Taped loosely on my wall is a list of New Year’s resolutions I drafted in freshman year. With a piece of binder paper, I had sat down by my desk to brainstorm every achievement I could think of. “4.0.” “Wake up at 6 a.m. every day.” “Finish two books a week.” “Qualify for X, Y, and Z.” Oh, and “Spend more time with family.” With a click, I set down my pen and admired my work. This was who I was going to be by the next 365 days.
Two years later, I don’t think I’ve hit more than half of those goals. But, even in the tiniest of ways, I still fall for the allure of accomplishment. At school, I’ve honed the technique of fitting homework into every spare minute — every free period, every break — while dreaming of the hour or two at home it would save.

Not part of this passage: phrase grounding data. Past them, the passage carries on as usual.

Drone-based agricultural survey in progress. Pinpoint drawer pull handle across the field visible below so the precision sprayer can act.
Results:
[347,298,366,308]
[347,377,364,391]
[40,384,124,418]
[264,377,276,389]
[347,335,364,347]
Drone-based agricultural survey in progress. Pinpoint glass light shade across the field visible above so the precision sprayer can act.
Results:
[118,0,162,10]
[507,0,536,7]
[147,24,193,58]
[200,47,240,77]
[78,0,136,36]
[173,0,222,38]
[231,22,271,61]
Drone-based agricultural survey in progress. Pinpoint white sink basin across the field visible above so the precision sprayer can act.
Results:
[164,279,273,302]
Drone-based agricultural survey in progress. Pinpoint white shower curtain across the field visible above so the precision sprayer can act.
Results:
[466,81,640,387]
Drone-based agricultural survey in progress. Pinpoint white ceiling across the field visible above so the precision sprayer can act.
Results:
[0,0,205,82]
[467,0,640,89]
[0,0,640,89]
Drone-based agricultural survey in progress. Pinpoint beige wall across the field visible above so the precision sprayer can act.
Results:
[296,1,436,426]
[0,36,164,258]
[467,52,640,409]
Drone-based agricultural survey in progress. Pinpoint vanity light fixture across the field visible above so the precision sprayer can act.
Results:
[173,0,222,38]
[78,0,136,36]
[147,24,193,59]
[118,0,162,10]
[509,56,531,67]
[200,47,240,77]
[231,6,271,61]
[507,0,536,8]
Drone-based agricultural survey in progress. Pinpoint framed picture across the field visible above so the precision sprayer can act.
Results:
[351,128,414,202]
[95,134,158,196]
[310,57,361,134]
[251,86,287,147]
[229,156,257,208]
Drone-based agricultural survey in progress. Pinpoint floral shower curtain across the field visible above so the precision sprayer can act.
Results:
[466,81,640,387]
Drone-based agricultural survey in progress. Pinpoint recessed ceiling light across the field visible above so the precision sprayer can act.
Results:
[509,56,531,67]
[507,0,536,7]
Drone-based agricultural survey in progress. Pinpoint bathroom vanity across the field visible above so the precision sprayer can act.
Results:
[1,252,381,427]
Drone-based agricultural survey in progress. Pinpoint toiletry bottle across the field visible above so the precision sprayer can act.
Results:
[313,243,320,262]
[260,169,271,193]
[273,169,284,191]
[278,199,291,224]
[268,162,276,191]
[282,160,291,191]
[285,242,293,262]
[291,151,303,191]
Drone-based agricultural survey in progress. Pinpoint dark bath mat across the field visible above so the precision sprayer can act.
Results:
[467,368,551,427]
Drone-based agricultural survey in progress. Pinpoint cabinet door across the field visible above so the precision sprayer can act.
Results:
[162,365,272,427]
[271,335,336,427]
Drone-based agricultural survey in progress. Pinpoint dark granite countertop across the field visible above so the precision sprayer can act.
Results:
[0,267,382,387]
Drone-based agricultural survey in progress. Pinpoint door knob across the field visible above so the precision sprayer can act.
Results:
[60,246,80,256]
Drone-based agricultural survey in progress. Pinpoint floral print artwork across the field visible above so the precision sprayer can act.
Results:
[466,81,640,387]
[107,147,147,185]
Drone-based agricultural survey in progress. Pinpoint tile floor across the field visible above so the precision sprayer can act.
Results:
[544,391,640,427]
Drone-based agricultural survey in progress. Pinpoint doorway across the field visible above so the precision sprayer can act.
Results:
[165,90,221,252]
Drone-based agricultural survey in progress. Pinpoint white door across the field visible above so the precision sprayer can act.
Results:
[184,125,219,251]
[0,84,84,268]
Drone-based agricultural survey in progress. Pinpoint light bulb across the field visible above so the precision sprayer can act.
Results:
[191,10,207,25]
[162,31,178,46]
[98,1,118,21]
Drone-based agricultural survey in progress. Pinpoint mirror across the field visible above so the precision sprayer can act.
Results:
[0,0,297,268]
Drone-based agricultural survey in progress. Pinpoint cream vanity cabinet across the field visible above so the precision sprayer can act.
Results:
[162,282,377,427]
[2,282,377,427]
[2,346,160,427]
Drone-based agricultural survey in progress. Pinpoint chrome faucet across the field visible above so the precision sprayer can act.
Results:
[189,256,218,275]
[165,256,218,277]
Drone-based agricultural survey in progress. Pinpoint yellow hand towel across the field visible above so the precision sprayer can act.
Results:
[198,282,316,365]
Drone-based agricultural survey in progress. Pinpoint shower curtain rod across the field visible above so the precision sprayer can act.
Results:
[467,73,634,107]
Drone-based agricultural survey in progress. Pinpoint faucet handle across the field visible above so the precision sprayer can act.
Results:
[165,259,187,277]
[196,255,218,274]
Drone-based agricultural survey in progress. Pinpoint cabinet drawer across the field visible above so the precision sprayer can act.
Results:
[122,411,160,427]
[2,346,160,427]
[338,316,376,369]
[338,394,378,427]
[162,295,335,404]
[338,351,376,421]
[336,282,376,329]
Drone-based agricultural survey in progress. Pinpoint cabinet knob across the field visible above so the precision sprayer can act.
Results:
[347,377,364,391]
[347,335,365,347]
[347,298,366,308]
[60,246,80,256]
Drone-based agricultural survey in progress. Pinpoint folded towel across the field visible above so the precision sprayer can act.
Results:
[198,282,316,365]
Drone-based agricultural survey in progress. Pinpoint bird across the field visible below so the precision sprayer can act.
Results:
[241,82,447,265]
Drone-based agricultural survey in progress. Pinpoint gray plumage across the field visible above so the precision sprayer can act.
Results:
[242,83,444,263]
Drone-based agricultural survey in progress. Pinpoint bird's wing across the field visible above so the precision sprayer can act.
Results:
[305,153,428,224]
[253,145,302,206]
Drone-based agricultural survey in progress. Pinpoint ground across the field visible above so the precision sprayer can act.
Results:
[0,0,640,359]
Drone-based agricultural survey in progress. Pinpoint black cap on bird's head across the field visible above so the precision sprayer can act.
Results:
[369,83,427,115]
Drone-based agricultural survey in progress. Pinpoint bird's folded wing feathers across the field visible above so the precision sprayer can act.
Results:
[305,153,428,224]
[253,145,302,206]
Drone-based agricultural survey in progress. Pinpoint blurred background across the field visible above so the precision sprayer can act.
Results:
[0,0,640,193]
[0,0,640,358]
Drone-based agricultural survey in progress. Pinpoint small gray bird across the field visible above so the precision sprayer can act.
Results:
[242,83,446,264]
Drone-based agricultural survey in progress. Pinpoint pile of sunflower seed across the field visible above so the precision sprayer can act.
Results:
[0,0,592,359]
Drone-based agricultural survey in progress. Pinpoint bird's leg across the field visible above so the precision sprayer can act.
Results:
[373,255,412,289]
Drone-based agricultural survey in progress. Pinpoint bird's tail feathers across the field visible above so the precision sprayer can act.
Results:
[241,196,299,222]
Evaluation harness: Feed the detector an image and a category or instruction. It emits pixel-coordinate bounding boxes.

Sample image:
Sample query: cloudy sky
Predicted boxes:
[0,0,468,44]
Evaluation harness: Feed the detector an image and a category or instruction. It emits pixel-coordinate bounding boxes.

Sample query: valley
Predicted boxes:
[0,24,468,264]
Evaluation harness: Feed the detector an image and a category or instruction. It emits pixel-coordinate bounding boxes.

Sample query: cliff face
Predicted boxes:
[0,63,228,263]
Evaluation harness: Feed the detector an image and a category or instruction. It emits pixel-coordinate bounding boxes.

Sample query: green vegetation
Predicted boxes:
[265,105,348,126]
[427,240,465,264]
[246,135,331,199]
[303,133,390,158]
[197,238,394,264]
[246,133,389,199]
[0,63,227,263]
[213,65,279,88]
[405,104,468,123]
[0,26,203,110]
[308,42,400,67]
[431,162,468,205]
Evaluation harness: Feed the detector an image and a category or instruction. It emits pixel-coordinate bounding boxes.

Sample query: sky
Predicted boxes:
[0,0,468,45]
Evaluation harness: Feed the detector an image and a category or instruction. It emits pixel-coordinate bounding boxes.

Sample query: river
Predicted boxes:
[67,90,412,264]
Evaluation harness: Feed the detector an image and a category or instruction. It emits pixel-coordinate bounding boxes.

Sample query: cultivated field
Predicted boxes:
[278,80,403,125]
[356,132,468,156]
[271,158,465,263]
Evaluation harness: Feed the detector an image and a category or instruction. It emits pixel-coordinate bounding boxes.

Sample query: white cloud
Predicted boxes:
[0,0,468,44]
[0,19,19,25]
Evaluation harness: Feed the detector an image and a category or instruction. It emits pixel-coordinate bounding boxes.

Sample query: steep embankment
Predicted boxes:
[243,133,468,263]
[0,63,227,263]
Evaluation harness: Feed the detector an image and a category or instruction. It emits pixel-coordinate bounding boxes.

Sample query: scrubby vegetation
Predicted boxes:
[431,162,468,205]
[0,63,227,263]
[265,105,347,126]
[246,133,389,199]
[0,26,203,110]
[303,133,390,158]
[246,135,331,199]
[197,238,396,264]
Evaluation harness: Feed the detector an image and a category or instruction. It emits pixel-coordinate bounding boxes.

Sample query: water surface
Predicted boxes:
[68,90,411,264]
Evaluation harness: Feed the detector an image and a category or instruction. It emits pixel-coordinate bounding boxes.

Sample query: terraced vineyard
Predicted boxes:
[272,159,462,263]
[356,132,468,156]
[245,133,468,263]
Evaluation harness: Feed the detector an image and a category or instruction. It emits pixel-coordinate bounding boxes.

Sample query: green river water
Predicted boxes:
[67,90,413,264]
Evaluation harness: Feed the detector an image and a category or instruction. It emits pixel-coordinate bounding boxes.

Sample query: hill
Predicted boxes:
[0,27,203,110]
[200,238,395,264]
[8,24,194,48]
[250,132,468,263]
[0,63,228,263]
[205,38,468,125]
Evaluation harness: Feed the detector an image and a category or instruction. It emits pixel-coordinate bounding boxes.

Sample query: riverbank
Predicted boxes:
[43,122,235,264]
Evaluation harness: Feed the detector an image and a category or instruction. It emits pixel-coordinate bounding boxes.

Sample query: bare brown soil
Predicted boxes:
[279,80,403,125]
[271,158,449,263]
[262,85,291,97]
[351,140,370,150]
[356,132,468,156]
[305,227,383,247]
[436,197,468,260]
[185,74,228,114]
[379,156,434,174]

On too many Saturday mornings, I’ve woken up to Google Calendar, time-blocking my entire weekend with dozens of work sessions.
However, I never seem prepared when my plans fail; when despite saving an hour from finishing homework at school, I end up doing nothing for two hours at home; or before even a quarter of my weekend passes, I fall hopelessly behind in my Google Calendar schedules and give up working entirely.
As I fell into this cycle of setting ambitious goals and reaching disappointing lows, it became painful to expect anything altogether. Every deviation from my plans — regardless of how big or small — felt devastating to the drive I had always assumed was abundant. I kept falling, and it was becoming harder to get back up.
I found out only later, as obvious as it seems in hindsight, that I was experiencing the overachiever complex, a mindset not so rare at MSJ. Closely linked with perfectionism, it’s more than constantly reaching for above and beyond. It’s tying your self-worth to whether you get there, a dangerously fragile source of motivation. With each goal I bet on, I was running a neverending relay race. And each time I dropped the baton, I felt like quitting altogether.
That doesn’t mean we should stop setting goals. I know I’ll continue having expectations for myself, putting effort into school, and planning out my weekends. There’s nothing wrong with being excited about a certain direction in life — long- or short-term — and striving towards it. The real divide lies in the incentive, separating passion from reward and happiness from predictability.
Looking back at my freshman year resolutions, some of my goals were best left unticked. I may not be the perfect picture I envisioned two years ago, but I wouldn’t trade who I am now for the world. Because success should never be about how far you run. Rather, it’s the grit and forgiveness of continuing, of gently lifting yourself up, giving yourself the time to heal, and starting again when you fall.